Nucleotide Repeat Expansion Disorders
Several diseases are associated with an increase in the number of nucleotide repeats above a certain threshold (Table 61-6). The repeats are sometimes located within the coding region of the genes, as in Huntington's disease or the X-linked form of spinal and bulbar muscular atrophy (SBMA, Kennedy's syndrome). In other instances, the repeats probably alter gene regulatory sequences. If an expansion is present, the DNA fragment is unstable and tends to expand further during cell division. The length of the nucleotide repeat often correlates with the severity of the disease. When repeat length increases from one generation to the next, disease manifestations may worsen or be observed at an earlier age; this phenomenon is referred to as anticipation. In Huntington's disease, for example, there is a correlation between age of onset and length of the triplet codon expansion (Chap. 366).

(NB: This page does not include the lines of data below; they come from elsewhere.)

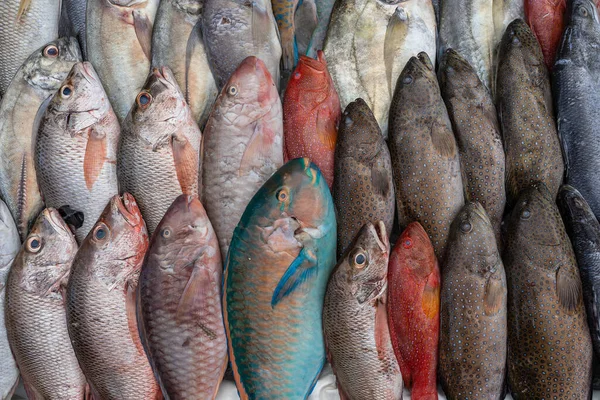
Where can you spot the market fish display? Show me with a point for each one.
(76, 147)
(22, 106)
(368, 44)
(279, 261)
(425, 160)
(549, 345)
(101, 305)
(180, 315)
(363, 186)
(413, 308)
(243, 145)
(35, 311)
(473, 312)
(159, 155)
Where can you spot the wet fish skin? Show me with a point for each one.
(179, 306)
(22, 106)
(35, 311)
(542, 275)
(76, 147)
(101, 305)
(474, 119)
(473, 310)
(413, 309)
(363, 187)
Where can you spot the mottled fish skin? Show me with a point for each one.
(244, 28)
(368, 44)
(413, 308)
(76, 147)
(24, 31)
(119, 39)
(280, 259)
(549, 345)
(35, 312)
(101, 305)
(159, 155)
(363, 189)
(475, 122)
(584, 231)
(242, 144)
(524, 105)
(22, 106)
(576, 90)
(177, 42)
(473, 330)
(425, 158)
(179, 306)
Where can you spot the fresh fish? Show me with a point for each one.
(26, 26)
(281, 255)
(549, 345)
(368, 44)
(311, 114)
(524, 106)
(473, 310)
(576, 89)
(119, 39)
(179, 306)
(20, 111)
(413, 308)
(425, 159)
(159, 155)
(101, 305)
(76, 147)
(473, 116)
(242, 144)
(245, 29)
(177, 42)
(35, 312)
(363, 189)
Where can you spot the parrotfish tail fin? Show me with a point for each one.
(300, 270)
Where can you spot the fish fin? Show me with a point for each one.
(300, 270)
(143, 31)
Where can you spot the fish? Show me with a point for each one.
(35, 312)
(159, 155)
(281, 255)
(22, 106)
(119, 45)
(363, 187)
(311, 114)
(368, 44)
(576, 93)
(76, 147)
(546, 20)
(243, 28)
(243, 145)
(583, 230)
(549, 344)
(472, 358)
(413, 310)
(177, 42)
(477, 131)
(425, 158)
(524, 104)
(26, 26)
(179, 303)
(101, 305)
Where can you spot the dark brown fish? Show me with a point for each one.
(363, 188)
(549, 344)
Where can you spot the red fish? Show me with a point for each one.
(546, 20)
(414, 310)
(311, 113)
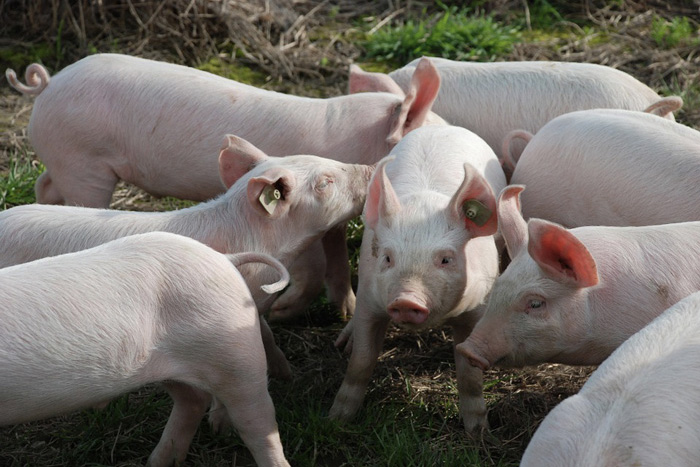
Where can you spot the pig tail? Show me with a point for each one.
(36, 76)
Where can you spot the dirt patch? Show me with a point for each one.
(303, 47)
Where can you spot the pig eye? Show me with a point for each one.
(535, 304)
(323, 184)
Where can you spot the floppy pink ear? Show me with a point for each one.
(270, 193)
(236, 158)
(382, 201)
(560, 254)
(510, 220)
(474, 204)
(424, 88)
(365, 81)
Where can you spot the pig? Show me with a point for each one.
(611, 167)
(640, 407)
(314, 194)
(153, 124)
(428, 255)
(494, 98)
(574, 296)
(82, 328)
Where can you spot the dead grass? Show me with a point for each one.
(303, 45)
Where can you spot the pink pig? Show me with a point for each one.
(611, 167)
(156, 125)
(494, 98)
(573, 296)
(83, 328)
(640, 407)
(428, 255)
(313, 195)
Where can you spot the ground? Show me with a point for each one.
(416, 370)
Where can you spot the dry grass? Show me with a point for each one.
(303, 45)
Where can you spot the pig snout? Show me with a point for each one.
(407, 309)
(472, 353)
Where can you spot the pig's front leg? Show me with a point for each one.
(189, 407)
(305, 286)
(470, 379)
(368, 334)
(338, 271)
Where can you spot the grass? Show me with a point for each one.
(410, 416)
(674, 33)
(17, 185)
(454, 33)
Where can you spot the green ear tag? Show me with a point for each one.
(476, 212)
(269, 198)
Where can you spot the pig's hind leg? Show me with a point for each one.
(90, 185)
(190, 405)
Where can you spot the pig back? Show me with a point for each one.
(611, 167)
(492, 99)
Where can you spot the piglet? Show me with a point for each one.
(640, 407)
(277, 206)
(574, 296)
(153, 124)
(82, 328)
(494, 98)
(428, 256)
(611, 167)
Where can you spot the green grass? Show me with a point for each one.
(454, 33)
(677, 32)
(17, 184)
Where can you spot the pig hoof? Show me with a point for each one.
(218, 417)
(475, 420)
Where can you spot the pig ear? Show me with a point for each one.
(237, 157)
(382, 202)
(474, 204)
(416, 106)
(560, 254)
(365, 81)
(269, 193)
(510, 220)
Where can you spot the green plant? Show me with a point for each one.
(453, 33)
(17, 186)
(677, 32)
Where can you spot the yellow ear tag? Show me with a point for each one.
(269, 198)
(476, 212)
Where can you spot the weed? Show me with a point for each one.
(674, 33)
(453, 33)
(17, 187)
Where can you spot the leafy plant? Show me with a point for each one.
(674, 33)
(17, 186)
(452, 33)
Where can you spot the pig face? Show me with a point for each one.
(539, 302)
(306, 194)
(417, 255)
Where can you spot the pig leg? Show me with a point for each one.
(368, 333)
(90, 186)
(252, 412)
(338, 271)
(239, 382)
(306, 284)
(277, 363)
(46, 192)
(470, 379)
(190, 405)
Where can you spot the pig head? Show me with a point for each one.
(418, 259)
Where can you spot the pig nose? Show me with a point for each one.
(403, 310)
(475, 359)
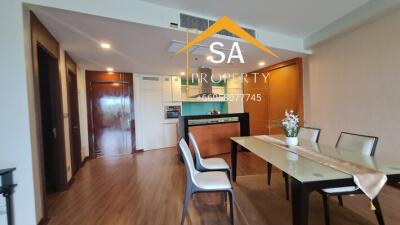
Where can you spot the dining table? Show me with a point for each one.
(307, 175)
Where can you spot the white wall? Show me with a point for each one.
(17, 145)
(352, 84)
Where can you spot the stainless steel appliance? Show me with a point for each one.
(172, 111)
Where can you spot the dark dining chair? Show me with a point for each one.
(365, 145)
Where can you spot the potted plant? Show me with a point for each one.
(291, 127)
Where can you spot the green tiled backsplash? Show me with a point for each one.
(202, 108)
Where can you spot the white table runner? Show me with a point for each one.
(370, 181)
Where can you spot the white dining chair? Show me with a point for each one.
(362, 144)
(309, 133)
(209, 164)
(196, 181)
(305, 133)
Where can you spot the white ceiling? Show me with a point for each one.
(297, 18)
(135, 47)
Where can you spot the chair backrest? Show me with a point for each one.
(187, 159)
(309, 133)
(198, 159)
(358, 143)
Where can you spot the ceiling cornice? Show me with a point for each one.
(356, 18)
(159, 16)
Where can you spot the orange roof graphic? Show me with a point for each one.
(225, 23)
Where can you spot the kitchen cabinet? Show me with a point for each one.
(170, 134)
(234, 92)
(193, 90)
(151, 97)
(176, 88)
(155, 92)
(171, 89)
(167, 89)
(218, 90)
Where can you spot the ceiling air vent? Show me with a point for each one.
(193, 22)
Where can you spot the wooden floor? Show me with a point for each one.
(147, 189)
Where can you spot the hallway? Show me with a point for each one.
(147, 189)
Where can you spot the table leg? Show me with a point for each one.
(300, 199)
(233, 159)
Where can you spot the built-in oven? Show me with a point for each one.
(172, 111)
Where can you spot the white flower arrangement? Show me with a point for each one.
(291, 124)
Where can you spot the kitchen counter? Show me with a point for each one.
(213, 132)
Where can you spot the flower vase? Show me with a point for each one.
(292, 141)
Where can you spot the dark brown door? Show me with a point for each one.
(75, 139)
(111, 118)
(48, 74)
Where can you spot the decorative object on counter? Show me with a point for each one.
(291, 127)
(214, 111)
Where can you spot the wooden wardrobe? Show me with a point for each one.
(282, 90)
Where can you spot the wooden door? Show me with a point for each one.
(281, 91)
(75, 137)
(284, 93)
(111, 115)
(257, 109)
(48, 78)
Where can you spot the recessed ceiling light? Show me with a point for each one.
(105, 45)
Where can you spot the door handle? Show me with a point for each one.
(54, 130)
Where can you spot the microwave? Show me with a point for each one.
(172, 111)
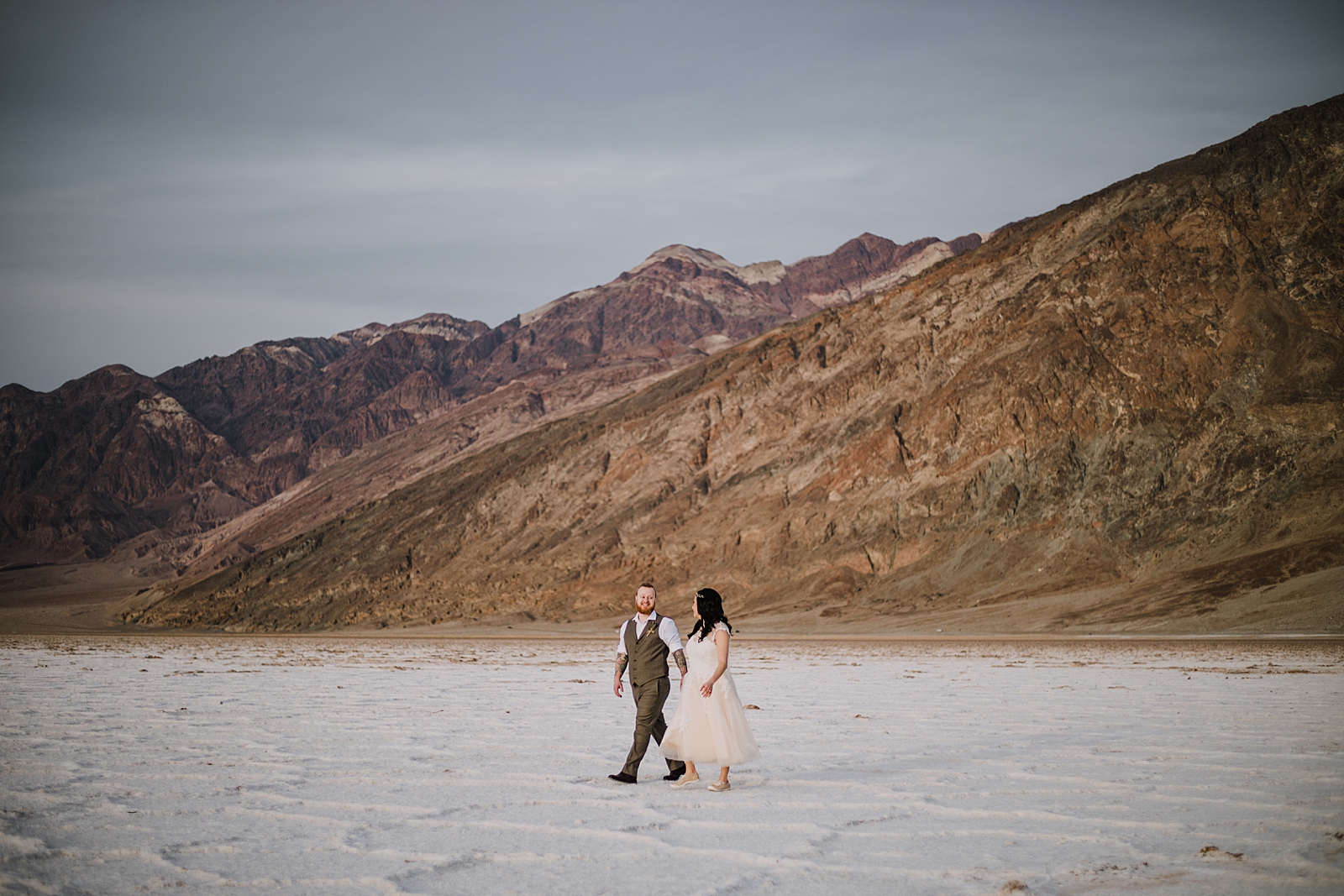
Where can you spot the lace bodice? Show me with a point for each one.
(702, 656)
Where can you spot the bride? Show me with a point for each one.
(710, 725)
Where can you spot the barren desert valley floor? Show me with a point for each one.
(457, 766)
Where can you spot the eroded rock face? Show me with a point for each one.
(1139, 394)
(107, 458)
(80, 483)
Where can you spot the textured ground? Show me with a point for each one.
(327, 766)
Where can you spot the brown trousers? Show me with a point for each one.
(648, 720)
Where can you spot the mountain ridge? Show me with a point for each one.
(289, 409)
(1119, 416)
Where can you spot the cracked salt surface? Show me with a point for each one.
(369, 766)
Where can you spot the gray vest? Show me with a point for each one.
(648, 654)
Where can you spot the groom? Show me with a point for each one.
(644, 645)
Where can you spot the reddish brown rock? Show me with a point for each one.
(1121, 416)
(289, 409)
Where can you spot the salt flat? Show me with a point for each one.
(328, 766)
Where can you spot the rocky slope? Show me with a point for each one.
(98, 469)
(1133, 402)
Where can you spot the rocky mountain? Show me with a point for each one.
(1117, 416)
(100, 469)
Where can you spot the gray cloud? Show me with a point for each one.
(185, 179)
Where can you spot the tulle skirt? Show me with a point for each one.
(710, 731)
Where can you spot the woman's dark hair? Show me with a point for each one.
(710, 605)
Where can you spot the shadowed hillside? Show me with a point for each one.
(1122, 414)
(141, 472)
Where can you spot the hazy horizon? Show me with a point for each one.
(186, 181)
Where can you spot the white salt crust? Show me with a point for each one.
(362, 766)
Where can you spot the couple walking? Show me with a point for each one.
(710, 725)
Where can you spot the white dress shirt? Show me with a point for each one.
(667, 631)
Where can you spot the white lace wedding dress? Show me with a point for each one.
(711, 731)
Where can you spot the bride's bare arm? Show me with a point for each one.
(721, 641)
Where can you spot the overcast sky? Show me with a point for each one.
(181, 179)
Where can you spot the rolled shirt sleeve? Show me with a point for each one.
(669, 633)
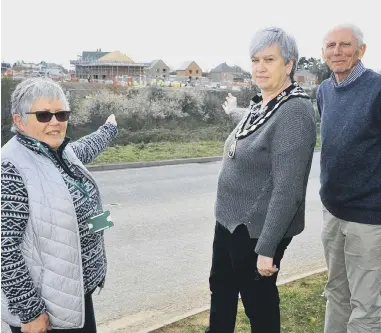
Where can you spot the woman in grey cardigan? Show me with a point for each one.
(52, 248)
(261, 187)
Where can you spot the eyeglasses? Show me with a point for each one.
(46, 116)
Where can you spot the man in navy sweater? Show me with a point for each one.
(350, 107)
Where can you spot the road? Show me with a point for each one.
(159, 251)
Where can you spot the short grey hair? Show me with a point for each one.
(273, 35)
(357, 33)
(29, 90)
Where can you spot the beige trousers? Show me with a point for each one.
(353, 291)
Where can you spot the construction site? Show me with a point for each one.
(108, 66)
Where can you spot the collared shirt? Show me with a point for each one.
(357, 71)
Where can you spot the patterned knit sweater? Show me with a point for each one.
(16, 282)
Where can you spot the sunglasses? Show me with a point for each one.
(46, 116)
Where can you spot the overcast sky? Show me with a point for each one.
(206, 31)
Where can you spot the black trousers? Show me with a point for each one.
(90, 324)
(234, 270)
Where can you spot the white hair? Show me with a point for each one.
(357, 33)
(29, 90)
(273, 35)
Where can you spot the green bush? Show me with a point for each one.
(143, 115)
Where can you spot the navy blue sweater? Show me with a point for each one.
(351, 148)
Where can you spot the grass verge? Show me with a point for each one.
(302, 310)
(162, 151)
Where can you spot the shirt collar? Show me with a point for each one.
(357, 71)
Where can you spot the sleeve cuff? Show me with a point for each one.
(110, 129)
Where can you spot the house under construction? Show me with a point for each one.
(100, 65)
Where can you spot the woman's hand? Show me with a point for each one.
(111, 120)
(39, 325)
(230, 104)
(265, 266)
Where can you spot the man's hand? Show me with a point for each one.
(39, 325)
(265, 266)
(111, 120)
(230, 104)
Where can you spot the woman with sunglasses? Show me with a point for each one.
(52, 259)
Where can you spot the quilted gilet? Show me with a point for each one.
(51, 244)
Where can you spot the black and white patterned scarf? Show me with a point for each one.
(258, 116)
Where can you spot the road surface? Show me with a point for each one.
(159, 251)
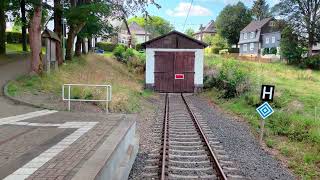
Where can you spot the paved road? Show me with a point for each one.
(36, 143)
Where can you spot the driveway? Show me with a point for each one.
(37, 143)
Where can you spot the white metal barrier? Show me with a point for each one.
(107, 100)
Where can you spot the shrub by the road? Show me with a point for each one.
(312, 62)
(232, 80)
(106, 46)
(131, 57)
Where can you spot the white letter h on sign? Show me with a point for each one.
(265, 92)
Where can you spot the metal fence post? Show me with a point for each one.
(69, 92)
(107, 102)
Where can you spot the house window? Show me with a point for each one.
(251, 46)
(245, 47)
(252, 35)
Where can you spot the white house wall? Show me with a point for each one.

Anticipation has also been documented in other diseases caused by dynamic mutations in trinucleotide repeats (Table 61-6). The repeat number may also vary in a tissue-specific manner. In myotonic dystrophy, the CTG repeat may be tenfold greater in muscle tissue than in lymphocytes (Chap. 387).
Table 61-6 Selected Trinucleotide Repeat Disorders |Favorite Table|Download (.pdf)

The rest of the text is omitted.